Should I settle for less than I envision? Tortured souls of lost wants gaze into the eye's of those who don't act or fail to have enough vigor in their action. Action can drive those souls away, transparent beings that haunt the emotions of regret and kills courage, leaving nothing but a heart withered in fear. Giants look beyond the horizon but cannot reach it if there is no movement, even little steps will begin to shape into larger steps, the steps of giants. That giant may trip but to stay fallen is to go nowhere...so bounce back; and thus is a knight lurking in every individual's shadow that can slay dragons regardless if it is right or wrong. No song should be unsung by those whose emotions ties the melodies. Entities intentionally, initially, and vigorously grip the vast vitality of a broken spirit. It takes a state to mind to help raise the entities to mend a broken spirit, however nothing is guaranteed. This is of great sadness based on outside inflictions. Maybe a higher me in this shallow world will open a new world in me. Just an image with no existence yet...whatever is decided is then followed by action, what is then followed by action comes consequence. Whether the weather is good or bad, fly through it, mind and spirit being a guide. When the sky is cloudless and blue, shall clear sky be my remedy or shall I make my own remedy internally? Sometimes when flowing through life you can become stagnate and that is a paradox of life as we individuals stay finite. From times beginnings there has been struggle; a struggle to survive, a struggle for power, a struggle for love and beauty, a struggle to succeed. This all happens to us at some point in our lives, however the degree varies. As I ponder on life, its wonders and challenges, I find my soul to be split and a part of it lost...missing, something is missing. This picture is not vivid like an abstract painting that is melting, because emotion can be as cryptic as much as it is complex.

Turmoil

turmoil

The harboring of pain is not a good one, I write, inhale music and exhale ideas and thoughts to the wheels spinning to a brighter future.
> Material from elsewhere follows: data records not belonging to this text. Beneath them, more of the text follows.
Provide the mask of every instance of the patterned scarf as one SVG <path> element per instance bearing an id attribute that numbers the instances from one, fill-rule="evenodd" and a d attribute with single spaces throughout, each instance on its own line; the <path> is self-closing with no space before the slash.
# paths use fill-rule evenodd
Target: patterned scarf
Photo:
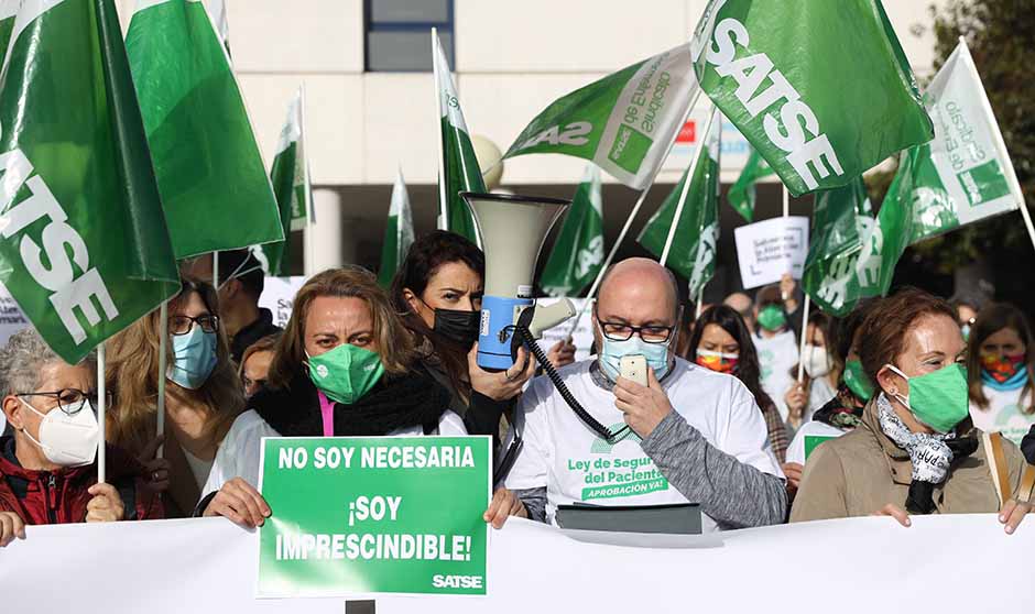
<path id="1" fill-rule="evenodd" d="M 946 445 L 946 439 L 955 438 L 955 432 L 946 435 L 913 432 L 895 414 L 891 402 L 883 394 L 876 399 L 876 408 L 881 430 L 895 442 L 895 446 L 909 453 L 909 460 L 913 461 L 913 481 L 930 484 L 945 482 L 954 458 L 952 450 Z"/>

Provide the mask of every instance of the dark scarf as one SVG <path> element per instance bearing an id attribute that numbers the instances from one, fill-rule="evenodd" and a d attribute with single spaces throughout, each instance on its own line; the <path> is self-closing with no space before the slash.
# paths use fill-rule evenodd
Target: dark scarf
<path id="1" fill-rule="evenodd" d="M 864 407 L 865 403 L 861 403 L 856 394 L 842 383 L 838 386 L 834 398 L 813 414 L 813 419 L 841 430 L 851 430 L 862 421 Z"/>
<path id="2" fill-rule="evenodd" d="M 257 393 L 251 407 L 285 437 L 324 435 L 319 397 L 305 368 L 286 388 Z M 428 375 L 417 372 L 384 375 L 356 403 L 335 403 L 335 435 L 373 437 L 411 427 L 433 432 L 448 407 L 449 393 Z"/>

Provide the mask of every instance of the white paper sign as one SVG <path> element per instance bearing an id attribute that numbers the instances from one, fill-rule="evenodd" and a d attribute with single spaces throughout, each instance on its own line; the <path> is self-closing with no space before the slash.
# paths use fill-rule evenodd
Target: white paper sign
<path id="1" fill-rule="evenodd" d="M 802 278 L 808 255 L 808 218 L 773 218 L 733 230 L 744 289 L 775 284 L 791 273 Z"/>
<path id="2" fill-rule="evenodd" d="M 553 305 L 557 303 L 556 298 L 541 298 L 538 300 L 543 301 L 543 305 Z M 554 328 L 549 328 L 543 331 L 543 338 L 538 340 L 540 348 L 543 348 L 544 352 L 548 352 L 549 349 L 560 341 L 571 332 L 571 325 L 575 324 L 575 318 L 578 317 L 578 313 L 582 310 L 582 306 L 586 305 L 586 298 L 569 298 L 568 300 L 575 305 L 576 316 L 570 320 L 560 322 Z M 591 309 L 592 307 L 590 307 Z M 586 360 L 589 358 L 589 349 L 593 344 L 593 325 L 592 325 L 592 314 L 586 311 L 582 314 L 582 319 L 578 322 L 578 328 L 575 329 L 575 333 L 571 336 L 571 340 L 575 343 L 575 360 Z"/>
<path id="3" fill-rule="evenodd" d="M 273 324 L 281 328 L 287 326 L 295 295 L 305 284 L 306 277 L 266 277 L 259 297 L 259 306 L 273 313 Z"/>

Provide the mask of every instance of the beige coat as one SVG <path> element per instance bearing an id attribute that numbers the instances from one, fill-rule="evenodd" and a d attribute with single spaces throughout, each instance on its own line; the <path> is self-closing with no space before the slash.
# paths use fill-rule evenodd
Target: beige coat
<path id="1" fill-rule="evenodd" d="M 824 442 L 808 458 L 791 522 L 868 516 L 889 503 L 905 508 L 912 481 L 909 454 L 889 439 L 878 421 L 876 396 L 867 405 L 862 424 L 856 430 Z M 946 481 L 935 486 L 937 514 L 999 512 L 999 496 L 989 469 L 980 431 L 966 423 L 966 435 L 978 435 L 978 450 L 955 461 Z M 1003 440 L 1012 486 L 1018 489 L 1024 457 L 1017 447 Z"/>

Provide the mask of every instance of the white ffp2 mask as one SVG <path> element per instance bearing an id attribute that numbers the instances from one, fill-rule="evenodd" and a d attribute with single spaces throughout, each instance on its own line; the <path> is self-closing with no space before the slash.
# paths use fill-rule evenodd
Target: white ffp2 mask
<path id="1" fill-rule="evenodd" d="M 94 462 L 97 458 L 100 428 L 97 425 L 97 416 L 87 406 L 85 398 L 79 402 L 78 410 L 70 416 L 58 407 L 44 414 L 24 399 L 22 404 L 43 418 L 40 423 L 39 441 L 29 435 L 29 430 L 24 432 L 43 450 L 48 461 L 61 467 L 83 467 Z"/>

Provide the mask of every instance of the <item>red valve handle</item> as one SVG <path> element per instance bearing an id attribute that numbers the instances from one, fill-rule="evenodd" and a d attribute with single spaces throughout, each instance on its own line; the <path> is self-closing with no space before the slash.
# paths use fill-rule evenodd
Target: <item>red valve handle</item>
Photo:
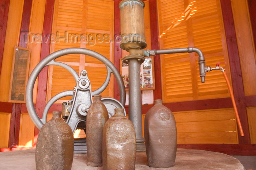
<path id="1" fill-rule="evenodd" d="M 216 64 L 216 67 L 218 67 L 221 63 L 227 63 L 227 62 L 220 62 Z"/>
Lost in the essences of my dreams, beautiful heart aching dreams and yet my actions lead me to a wall of frustration and depression, hopelessness. My only worth are these words I draw on paper. I find it hard to draw words on this lined canvas, my mind blank, however I thank my minds naked shame for getting my words down thus far. I don’t fully understand the trials of where I’m headed and I panic at the distant uncertainty the future holds. Inner piece is a piece I cannot yet grasp, only turmoil. The future is full of uncertainty...certainly eyes that commit aren’t strayed by distractions.